There was something obscuring her vision, turning even the lion into a golden blob, bright against the glasz of the sea. When she lifted a hand to her eyes, it came away wet.
“After the Battle against the White Witch, you asked Lucy if more must die for Edmund. But you know what Peter will do better even than he does. He’d raze whole countries; massacre everyone he thinks might have been involved. Thousands of lives, lost because just one was taken. And he’ll tear himself apart doing so, and rip apart Narnia in the process, because nothing will ever be enough.”
Aslan had remained silent during her speech, but when he spoke, it was with the voice that had sung the very world into being. Susan felt the ghost of it ripple across the air, run up her arms like shivers or goosebumps.
“There is always a price to be paid, Susan Pevensie of Finchley.”
She dropped to her knees on sand, feeling a stone stab her knee as she landed, and begged, her head bowed in supplication. “Please Aslan.”
“There is always a price to be paid,” he repeated. “And it is not only for those who seek.”

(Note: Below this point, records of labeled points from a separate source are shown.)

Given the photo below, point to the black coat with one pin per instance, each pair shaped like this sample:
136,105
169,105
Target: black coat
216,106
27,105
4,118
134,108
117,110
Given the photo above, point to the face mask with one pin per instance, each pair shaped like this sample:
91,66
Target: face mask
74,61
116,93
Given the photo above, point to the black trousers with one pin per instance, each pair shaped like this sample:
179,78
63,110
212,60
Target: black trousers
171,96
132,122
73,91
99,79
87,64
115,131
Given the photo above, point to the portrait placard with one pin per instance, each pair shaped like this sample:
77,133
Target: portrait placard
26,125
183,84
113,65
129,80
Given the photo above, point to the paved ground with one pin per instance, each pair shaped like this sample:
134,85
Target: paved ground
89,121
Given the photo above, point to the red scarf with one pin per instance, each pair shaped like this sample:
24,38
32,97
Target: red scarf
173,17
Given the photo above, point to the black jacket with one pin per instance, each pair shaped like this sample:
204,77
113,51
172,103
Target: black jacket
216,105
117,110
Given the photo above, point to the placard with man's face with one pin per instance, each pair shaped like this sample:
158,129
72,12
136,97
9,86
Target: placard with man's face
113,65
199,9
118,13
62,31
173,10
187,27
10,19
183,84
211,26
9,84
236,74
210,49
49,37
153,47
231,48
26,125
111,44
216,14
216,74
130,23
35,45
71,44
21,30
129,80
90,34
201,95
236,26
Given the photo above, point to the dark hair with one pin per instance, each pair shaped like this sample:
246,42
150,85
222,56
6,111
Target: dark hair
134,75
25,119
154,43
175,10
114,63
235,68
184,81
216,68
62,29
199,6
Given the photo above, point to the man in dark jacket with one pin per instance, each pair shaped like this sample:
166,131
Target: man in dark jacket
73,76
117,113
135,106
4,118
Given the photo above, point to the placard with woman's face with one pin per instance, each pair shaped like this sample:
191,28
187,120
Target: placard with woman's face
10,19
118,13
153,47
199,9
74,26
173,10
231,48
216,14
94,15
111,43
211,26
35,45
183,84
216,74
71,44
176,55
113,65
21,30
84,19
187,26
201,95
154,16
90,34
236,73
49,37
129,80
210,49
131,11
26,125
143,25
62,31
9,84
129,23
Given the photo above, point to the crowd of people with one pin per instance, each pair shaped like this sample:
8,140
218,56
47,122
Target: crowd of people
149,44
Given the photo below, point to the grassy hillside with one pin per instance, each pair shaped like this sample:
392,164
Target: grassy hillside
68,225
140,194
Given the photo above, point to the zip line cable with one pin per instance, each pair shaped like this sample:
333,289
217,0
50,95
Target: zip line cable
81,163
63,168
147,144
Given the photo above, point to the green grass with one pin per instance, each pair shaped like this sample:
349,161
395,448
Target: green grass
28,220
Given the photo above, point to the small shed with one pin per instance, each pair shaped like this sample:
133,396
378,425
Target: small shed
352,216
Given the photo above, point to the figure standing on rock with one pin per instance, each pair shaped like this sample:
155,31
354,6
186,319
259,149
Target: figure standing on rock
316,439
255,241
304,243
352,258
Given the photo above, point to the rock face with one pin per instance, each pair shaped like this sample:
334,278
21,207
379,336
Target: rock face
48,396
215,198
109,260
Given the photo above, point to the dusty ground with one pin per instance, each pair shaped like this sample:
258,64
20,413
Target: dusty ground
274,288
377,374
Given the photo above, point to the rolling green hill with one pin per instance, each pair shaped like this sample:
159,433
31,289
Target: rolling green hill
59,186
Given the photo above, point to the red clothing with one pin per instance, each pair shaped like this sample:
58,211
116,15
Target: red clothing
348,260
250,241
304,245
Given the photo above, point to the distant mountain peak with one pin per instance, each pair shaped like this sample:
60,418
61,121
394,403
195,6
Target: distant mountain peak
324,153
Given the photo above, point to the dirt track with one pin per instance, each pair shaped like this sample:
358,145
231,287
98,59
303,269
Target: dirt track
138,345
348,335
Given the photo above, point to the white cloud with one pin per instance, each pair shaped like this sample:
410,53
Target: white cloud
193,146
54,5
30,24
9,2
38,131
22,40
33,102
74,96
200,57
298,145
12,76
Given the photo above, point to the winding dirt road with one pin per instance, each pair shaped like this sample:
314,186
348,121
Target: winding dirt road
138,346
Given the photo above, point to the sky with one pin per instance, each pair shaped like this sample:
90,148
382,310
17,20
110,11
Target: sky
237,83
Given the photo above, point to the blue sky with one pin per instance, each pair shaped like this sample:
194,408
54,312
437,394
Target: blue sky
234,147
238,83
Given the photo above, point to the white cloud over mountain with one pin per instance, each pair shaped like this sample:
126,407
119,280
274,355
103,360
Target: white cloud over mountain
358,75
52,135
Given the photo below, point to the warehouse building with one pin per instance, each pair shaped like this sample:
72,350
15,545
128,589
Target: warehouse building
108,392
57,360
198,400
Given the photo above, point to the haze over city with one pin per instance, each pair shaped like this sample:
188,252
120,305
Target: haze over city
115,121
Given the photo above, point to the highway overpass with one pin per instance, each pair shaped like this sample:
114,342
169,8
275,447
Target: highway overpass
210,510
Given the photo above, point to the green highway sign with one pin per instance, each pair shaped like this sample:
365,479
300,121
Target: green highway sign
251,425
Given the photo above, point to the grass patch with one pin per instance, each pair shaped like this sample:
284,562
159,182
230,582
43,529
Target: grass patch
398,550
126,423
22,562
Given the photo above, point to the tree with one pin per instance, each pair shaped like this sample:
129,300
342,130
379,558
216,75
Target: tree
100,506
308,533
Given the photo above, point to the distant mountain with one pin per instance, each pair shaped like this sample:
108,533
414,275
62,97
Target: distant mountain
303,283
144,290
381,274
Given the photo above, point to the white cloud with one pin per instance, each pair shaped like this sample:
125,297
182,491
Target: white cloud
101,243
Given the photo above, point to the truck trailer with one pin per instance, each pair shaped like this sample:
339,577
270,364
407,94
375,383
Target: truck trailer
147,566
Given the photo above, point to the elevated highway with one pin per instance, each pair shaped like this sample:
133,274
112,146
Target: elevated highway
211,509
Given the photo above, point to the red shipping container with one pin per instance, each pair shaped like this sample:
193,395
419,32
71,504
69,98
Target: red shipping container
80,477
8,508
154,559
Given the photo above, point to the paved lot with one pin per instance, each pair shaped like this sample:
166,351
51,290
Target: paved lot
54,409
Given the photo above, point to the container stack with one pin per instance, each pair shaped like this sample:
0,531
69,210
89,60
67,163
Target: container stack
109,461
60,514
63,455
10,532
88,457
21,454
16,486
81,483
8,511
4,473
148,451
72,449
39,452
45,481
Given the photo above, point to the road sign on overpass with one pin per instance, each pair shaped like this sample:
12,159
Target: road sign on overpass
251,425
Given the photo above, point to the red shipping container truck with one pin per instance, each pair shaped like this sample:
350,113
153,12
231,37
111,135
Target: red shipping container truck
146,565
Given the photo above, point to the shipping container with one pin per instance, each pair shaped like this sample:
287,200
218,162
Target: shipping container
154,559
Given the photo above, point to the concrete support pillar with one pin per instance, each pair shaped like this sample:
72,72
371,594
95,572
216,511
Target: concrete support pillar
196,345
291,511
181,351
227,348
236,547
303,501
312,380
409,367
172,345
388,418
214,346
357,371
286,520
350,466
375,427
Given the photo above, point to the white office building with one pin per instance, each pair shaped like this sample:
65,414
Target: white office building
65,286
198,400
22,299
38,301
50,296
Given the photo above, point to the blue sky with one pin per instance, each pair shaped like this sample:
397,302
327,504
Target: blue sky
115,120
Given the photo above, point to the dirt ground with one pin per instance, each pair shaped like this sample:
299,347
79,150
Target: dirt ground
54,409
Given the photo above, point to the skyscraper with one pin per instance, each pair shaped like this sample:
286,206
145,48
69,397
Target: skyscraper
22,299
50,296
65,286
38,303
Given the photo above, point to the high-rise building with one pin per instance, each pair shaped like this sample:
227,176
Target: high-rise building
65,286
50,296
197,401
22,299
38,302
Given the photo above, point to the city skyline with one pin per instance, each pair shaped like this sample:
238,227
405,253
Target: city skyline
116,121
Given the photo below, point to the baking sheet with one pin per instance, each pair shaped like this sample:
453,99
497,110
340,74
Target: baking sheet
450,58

“I would give up anything.”
“You may change your mind in time, Daughter of Eve,” warned the lion. “And help does not come when called.”
“I won’t.” Susan assured him, with all the confidence of one unaware of what she was losing, both for them and for Narnia itself.

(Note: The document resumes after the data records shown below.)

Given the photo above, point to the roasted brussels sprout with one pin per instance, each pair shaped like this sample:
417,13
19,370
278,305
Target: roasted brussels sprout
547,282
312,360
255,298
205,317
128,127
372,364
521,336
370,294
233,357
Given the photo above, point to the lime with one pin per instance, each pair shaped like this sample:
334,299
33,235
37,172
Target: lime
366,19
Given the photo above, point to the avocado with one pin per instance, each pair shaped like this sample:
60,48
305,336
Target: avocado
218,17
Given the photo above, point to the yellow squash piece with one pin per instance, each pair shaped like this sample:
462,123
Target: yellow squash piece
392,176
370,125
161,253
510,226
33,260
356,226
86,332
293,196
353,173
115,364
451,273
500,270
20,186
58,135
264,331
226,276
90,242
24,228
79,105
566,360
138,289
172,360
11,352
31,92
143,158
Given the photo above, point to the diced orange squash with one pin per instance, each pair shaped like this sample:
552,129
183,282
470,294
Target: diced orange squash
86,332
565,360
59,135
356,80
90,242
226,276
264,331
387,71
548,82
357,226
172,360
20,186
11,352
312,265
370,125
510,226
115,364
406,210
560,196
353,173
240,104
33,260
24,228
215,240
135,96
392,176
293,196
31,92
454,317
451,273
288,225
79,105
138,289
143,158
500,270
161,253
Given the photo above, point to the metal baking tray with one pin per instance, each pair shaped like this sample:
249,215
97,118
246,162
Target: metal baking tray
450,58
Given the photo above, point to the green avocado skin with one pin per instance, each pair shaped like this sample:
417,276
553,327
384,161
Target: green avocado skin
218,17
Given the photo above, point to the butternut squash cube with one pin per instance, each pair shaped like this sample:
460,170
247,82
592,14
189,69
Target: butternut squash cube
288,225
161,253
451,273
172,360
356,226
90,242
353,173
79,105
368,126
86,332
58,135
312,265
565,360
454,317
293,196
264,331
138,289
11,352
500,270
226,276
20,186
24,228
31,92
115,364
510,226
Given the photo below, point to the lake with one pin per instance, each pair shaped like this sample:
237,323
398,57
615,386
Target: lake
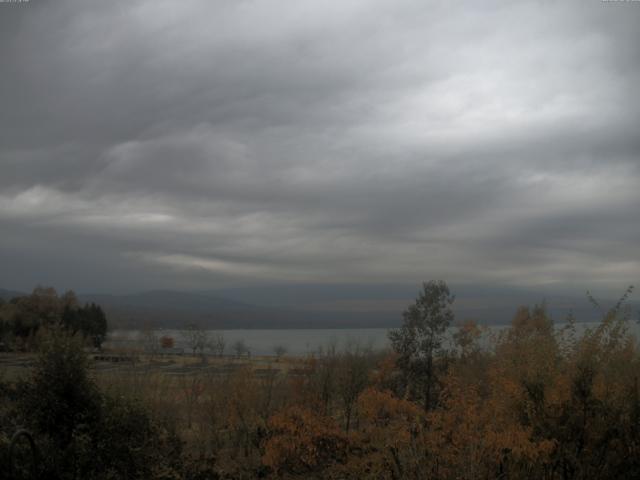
302,341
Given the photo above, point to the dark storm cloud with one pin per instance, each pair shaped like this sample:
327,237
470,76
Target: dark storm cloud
197,144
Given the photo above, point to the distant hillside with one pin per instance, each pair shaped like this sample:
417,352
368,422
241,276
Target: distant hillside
317,306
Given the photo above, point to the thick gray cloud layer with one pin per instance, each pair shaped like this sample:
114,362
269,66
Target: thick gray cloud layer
158,143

Then Aslan tossed back his mane and roared to the sky, and the very ground beneath Susan seemed to twist, shifting beneath her like the Whirling Sands told of in whispers in Calormen.
Some of the sand flew upwards into her eyes, and she reached up with a hand to rub them. When she could finally see properly, Aslan was gone, and there was a very familiar body lying on the ground next to her, his chest rising and falling in impossible semblance of life.
&
Her first thought was that he somehow looked younger, though of course the memories had already began to fade.
He fit into her arms just the same; chin butting familiarly against the sharp bone of her shoulder.
“Let’s go up to the castle. Peter and Lucy will be delighted.” Susan said, and he followed her without complaint, though his steps were unsteady and slow, and soon enough he had to lean on her for support, his arm wrapped tight around her waist.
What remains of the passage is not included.